Credit: © INTERFOTO/ALAMY STOCK PHOTO

“The invention or development should be of great significance scientifically, should be agenda setting, and indeed must have had a major impact, both in terms of the development of the field and its applications to benefit mankind,” explained Polina Bayvel, who leads a research group on optical networks at University College London and has been a member of the optoelectronics committee since 2013. “The rule is that that the achievement should not have been marked by another major prize. This means that the award should not come too long after the invention, discovery or development. This is why our winners sometimes receive the Nobel Prize and not the other way around.”

Indeed, looking back over the archive of former Rank Prizes, several seminal inventions have been selected for Rank Prizes very rapidly after their initial development and their inventors have then gone on to receive a Nobel Prize decades later. For example, Charles Kao and George Hockham's demonstration of low-loss clad optical fibres was awarded a Rank Prize in 1978 and then a Nobel Prize in Physics in 2009, and Shuji Nakamura, Isamu Akasaki and Hiroshi Amano who received the Nobel Prize in Physics in 2014 for the invention of the gallium nitride blue light-emitting diode were all awarded the Rank Prize in 1998 for their work on nitride light emitters.

The first Rank Prize for optoelectronics was awarded in 1976 for the development of cadmium–mercury–telluride crystals for thermal imaging detectors and subsequent awards are equally impressive. Notable achievements in photonics that have received awards (not a comprehensive list) are: optical disc recording (1986); soliton propagation in optical fibres (1991); optical tweezers (1993); the scanning confocal microscope (1995); Kerr lens laser mode-locking (1997); the quantum cascade laser (1998); optical coherence tomography (2002); quantum cryptography (2006); the CMOS image sensor (2008); and the strained semiconductor laser (2014).

This brings us to today and to this year's prize that was awarded to Meint Smit (TU Eindhoven), Hiroshi Takahashi (NTT) and Corrado Dragone (Bell Labs) at a prize-giving ceremony in London on 8 February for the development and implementation of the arrayed waveguide grating (AWG). For those not familiar with the AWG, it is an integrated optical component for combining and separating the closely spaced wavelength channels used in an optical communications system employing wavelength division multiplexing (WDM).

“The use of dense WDM in optical fibre communications systems has had, and continues to have, a dramatic impact on the growth in capacity that can be provided on a single fibre,” commented Bayvel. “However, in the late 1980s and 1990s it was by no means clear that the industry would go down that route. The development of AWGs — and the first designs of the 'phasar' by Smit, the first demonstration of a subnanometre demultiplexer by Takahashi and the integration of star couplers at the input and output of the demultiplexer by Dragone — formed the major advance in bringing high-capacity optical fibre communications systems to practical reality.”

It should be noted that the activities of the Rank optoelectronics committee are not limited to just prize giving.

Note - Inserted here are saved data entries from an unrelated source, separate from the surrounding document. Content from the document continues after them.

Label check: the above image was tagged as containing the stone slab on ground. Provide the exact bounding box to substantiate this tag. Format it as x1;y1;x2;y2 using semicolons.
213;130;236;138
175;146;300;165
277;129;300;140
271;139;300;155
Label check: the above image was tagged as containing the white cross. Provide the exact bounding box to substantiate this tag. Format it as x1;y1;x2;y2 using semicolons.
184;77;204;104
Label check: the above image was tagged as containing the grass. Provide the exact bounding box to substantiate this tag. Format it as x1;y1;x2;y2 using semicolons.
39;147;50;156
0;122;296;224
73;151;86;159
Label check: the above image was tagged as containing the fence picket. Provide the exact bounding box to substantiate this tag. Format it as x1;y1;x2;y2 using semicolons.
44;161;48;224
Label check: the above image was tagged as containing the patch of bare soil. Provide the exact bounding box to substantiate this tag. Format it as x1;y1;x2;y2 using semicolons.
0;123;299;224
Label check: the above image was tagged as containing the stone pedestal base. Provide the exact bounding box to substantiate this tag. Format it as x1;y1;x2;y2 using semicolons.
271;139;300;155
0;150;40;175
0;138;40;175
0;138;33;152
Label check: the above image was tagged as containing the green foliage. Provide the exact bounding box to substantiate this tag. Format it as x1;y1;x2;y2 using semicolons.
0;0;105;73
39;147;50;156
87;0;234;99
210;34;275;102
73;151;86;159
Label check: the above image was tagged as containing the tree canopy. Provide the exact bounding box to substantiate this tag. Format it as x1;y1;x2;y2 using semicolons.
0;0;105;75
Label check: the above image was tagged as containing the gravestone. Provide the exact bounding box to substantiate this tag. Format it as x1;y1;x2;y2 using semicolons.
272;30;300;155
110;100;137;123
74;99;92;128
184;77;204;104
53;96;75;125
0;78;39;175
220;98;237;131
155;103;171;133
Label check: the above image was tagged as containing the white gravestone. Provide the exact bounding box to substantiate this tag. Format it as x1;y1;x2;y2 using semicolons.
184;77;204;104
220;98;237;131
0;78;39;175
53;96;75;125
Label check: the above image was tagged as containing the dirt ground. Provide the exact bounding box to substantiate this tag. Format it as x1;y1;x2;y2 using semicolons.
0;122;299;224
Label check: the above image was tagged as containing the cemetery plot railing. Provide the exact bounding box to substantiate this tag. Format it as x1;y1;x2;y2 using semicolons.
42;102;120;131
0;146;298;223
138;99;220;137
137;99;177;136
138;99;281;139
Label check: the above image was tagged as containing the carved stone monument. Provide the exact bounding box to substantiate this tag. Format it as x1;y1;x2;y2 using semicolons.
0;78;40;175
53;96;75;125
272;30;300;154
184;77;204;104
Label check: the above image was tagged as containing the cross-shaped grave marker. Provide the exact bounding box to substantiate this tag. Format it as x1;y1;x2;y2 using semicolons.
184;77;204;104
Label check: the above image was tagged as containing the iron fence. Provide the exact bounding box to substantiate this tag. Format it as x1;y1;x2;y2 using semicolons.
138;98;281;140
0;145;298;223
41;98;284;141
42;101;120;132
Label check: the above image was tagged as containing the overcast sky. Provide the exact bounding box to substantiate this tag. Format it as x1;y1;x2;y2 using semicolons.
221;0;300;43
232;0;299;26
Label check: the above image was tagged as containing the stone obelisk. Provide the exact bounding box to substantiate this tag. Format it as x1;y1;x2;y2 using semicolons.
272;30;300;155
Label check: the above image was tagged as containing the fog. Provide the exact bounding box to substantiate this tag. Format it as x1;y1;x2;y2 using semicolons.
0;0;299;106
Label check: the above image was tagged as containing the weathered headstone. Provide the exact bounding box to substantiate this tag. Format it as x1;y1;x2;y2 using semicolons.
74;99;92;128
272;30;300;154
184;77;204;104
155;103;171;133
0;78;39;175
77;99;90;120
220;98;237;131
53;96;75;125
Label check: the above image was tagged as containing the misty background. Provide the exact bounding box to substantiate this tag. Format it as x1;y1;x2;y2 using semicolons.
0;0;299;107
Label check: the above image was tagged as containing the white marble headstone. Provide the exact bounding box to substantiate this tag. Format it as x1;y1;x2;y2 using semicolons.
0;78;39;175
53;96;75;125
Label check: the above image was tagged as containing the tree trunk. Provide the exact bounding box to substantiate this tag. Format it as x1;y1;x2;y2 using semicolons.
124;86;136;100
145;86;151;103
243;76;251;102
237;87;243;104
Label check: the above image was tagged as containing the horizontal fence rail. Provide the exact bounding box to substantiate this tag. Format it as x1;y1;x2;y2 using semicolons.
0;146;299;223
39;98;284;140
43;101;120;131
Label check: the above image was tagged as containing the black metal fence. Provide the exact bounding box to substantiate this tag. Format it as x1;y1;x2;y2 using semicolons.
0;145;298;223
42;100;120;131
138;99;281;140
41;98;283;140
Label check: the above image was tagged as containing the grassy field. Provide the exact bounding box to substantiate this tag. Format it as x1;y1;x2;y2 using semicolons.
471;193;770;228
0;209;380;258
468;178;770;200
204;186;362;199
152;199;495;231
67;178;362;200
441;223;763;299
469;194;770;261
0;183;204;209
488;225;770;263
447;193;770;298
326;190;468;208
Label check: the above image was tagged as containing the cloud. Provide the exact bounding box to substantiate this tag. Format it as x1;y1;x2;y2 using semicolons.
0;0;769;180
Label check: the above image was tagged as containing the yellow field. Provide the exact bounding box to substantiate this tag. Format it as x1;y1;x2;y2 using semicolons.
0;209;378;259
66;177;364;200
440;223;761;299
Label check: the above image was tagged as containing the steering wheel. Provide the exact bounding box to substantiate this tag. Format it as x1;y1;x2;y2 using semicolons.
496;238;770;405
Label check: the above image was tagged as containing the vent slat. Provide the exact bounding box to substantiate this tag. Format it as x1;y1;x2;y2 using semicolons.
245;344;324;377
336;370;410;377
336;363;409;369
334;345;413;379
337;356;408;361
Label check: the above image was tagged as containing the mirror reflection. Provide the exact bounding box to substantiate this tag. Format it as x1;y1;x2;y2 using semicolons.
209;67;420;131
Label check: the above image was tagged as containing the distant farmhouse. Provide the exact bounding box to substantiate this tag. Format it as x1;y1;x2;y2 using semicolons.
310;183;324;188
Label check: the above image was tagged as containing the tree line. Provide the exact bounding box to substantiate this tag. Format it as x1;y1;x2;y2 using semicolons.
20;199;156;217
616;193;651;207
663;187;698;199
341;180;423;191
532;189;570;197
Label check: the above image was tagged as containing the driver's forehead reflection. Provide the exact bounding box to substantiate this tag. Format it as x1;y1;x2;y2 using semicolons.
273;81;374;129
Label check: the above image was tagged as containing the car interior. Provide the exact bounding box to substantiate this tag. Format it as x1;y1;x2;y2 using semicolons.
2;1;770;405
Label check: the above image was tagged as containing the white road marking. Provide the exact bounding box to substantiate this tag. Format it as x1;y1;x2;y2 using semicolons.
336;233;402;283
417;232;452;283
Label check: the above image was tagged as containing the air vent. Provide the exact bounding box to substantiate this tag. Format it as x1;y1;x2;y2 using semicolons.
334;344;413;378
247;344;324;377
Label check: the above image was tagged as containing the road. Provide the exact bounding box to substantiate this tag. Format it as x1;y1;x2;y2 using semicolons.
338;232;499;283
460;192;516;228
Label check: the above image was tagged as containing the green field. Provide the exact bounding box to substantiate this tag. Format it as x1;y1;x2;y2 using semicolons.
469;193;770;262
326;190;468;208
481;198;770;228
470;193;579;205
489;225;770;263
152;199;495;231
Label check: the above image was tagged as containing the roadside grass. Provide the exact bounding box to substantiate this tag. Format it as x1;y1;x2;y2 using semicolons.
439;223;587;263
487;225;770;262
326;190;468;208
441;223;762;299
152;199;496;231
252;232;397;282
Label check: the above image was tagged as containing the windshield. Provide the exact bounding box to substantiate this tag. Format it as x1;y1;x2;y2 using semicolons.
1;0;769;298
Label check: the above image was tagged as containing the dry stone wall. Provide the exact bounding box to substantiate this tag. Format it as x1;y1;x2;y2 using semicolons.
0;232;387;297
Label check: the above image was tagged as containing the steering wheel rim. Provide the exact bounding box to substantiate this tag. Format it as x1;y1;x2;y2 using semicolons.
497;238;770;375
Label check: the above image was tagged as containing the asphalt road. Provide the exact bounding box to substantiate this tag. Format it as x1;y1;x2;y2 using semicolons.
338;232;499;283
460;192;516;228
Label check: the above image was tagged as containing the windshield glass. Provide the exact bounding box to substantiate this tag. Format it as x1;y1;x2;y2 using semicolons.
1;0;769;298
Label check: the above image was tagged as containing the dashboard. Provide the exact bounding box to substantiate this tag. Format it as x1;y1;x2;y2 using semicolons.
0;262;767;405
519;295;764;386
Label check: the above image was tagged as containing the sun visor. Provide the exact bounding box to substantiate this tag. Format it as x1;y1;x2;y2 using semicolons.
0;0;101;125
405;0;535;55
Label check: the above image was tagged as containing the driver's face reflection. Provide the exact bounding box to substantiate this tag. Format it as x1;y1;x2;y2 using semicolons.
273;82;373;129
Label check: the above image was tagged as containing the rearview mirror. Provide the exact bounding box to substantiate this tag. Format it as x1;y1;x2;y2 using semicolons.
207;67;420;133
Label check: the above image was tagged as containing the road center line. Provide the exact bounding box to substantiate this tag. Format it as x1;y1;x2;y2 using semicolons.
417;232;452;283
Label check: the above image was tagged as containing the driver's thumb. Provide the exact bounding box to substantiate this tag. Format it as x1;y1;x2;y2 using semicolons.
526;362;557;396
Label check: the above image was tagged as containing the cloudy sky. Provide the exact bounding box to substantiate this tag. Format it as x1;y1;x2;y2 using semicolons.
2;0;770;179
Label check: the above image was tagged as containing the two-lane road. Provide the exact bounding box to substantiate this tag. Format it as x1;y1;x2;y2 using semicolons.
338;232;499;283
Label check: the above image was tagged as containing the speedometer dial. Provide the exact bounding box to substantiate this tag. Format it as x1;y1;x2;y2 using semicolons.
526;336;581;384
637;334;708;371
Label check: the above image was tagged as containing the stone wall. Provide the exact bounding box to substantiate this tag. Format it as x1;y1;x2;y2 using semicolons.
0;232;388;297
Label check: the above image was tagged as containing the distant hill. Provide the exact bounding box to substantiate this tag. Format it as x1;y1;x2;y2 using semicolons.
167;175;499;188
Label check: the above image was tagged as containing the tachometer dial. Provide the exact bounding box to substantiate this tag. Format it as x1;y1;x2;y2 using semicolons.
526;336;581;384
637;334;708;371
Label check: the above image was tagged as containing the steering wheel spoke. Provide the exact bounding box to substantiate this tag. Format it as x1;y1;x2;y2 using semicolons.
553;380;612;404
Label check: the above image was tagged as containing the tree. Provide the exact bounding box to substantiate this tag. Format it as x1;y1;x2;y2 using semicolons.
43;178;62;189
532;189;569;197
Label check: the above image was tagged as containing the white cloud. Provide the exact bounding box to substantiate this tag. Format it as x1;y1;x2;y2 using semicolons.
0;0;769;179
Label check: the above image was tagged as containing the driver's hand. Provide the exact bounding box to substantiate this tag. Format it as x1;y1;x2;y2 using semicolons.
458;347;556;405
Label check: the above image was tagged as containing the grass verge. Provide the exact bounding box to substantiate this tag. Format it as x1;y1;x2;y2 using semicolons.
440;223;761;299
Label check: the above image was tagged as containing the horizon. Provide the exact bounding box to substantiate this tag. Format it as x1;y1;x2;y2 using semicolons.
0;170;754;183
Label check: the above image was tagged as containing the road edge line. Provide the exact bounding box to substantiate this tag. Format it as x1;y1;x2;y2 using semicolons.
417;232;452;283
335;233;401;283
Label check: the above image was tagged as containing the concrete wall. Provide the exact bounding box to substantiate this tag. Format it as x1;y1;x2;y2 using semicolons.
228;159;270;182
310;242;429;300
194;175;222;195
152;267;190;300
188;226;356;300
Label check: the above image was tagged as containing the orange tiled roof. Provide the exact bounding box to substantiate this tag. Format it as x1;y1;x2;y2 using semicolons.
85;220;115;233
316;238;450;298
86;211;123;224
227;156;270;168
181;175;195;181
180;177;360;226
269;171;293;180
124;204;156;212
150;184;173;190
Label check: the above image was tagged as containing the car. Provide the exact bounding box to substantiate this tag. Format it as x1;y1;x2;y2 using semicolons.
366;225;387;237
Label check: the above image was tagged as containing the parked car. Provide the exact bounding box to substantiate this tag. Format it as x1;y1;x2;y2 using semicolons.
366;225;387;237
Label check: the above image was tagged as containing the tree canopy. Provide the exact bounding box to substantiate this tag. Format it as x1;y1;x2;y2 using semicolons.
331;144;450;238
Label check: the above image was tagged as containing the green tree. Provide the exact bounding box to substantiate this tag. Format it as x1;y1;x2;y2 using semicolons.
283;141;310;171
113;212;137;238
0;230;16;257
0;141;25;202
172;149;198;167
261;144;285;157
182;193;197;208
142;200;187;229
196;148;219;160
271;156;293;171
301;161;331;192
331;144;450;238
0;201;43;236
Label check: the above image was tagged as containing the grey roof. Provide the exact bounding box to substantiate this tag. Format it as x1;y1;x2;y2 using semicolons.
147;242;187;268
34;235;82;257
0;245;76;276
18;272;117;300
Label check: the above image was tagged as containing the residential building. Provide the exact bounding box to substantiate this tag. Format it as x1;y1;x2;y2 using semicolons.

It regularly organizes symposia on emerging areas of photonics — the 2016 programme includes seminars on computer vision, terahertz science, polaritonics and visual perception. It has also established a Vacation Student Scholarship Scheme to allow students to work on summer projects in photonics laboratories in the UK and in the words of Bayvel “allow them to develop an interest in this fascinating research area, and perhaps become future prize winners themselves.”